1a. Standard Sample Preparation:
For DNA fragment sizes in the range of 200 bp to 5 kbp:
•  Add 5 volumes of Binding Buffer to 1 volume of DNA sample and mix well. For example, if the volume of your DNA sample is 50 µl, add 250 µl Binding Buffer.

1b.  High Yield Sample Preparation:
For DNA fragment sizes smaller than 200 bp or larger than 5 kbp:
•  Add 3 volumes Binding Buffer and 2 volumes of Isopropanol to the PCR sample. For example, if the volume of your DNA sample is 50 µl, add 150 µl Binding Buffer and 100 µl Isopropanol.

2. Column Activation:
•  Place a Spin Column into a 2 ml collection tube.
• Add 100 µl of Activation Buffer into the Binding Column.
• Centrifuge at 10,000 g for 30 sec in a micro-centrifuge.

3. Column Loading:
•  Apply the sample mixture from step 1 into activated Spin Column.
• Centrifuge at 10,000 g for 30 sec.
• Discard the flow-through.

4. Column Washing:
• Apply 700 µl of Washing Buffer (containing Ethanol) to the Spin Column.
• Centrifuge at 10,000 g for 30 sec and discard the flow-through.

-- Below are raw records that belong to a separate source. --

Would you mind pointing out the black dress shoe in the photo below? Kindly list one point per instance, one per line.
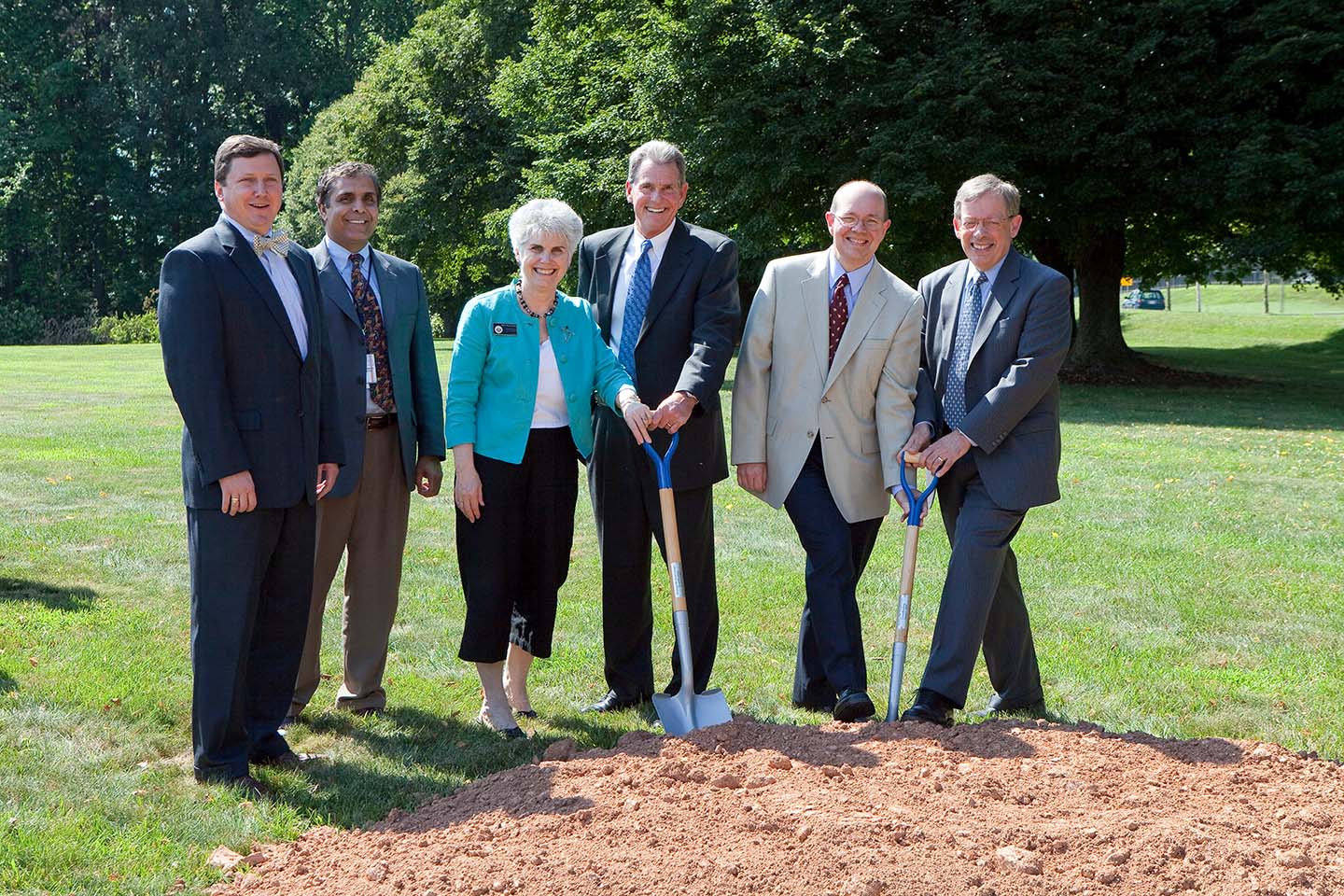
(610, 703)
(1001, 707)
(931, 707)
(507, 734)
(289, 759)
(852, 706)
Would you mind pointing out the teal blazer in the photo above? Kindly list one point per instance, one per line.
(492, 382)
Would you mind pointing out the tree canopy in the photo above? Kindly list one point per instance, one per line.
(1151, 138)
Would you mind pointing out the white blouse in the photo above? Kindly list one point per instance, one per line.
(550, 410)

Optional Secondary Washing: Recommended only for DNA >200 bp, if highly purified DNA (for DNA sequencing, transfection etc.) is required.
• Add 700 µl of Washing Buffer to the Spin Column.
• Centrifuge at 10,000 g for 30 sec and discard the flow-through.
• Centrifuge again for 2 min to remove residual Washing Buffer.

5. Elution
• Place the Spin Column into a clean 1.5 ml microtube (not provided in the kit).
• Add 30-50 µl Elution Buffer or dd-water to the center of the column membrane.
• Incubate for 1 min at room temperature.
• Centrifuge at 10,000 g for 1 min to elute DNA.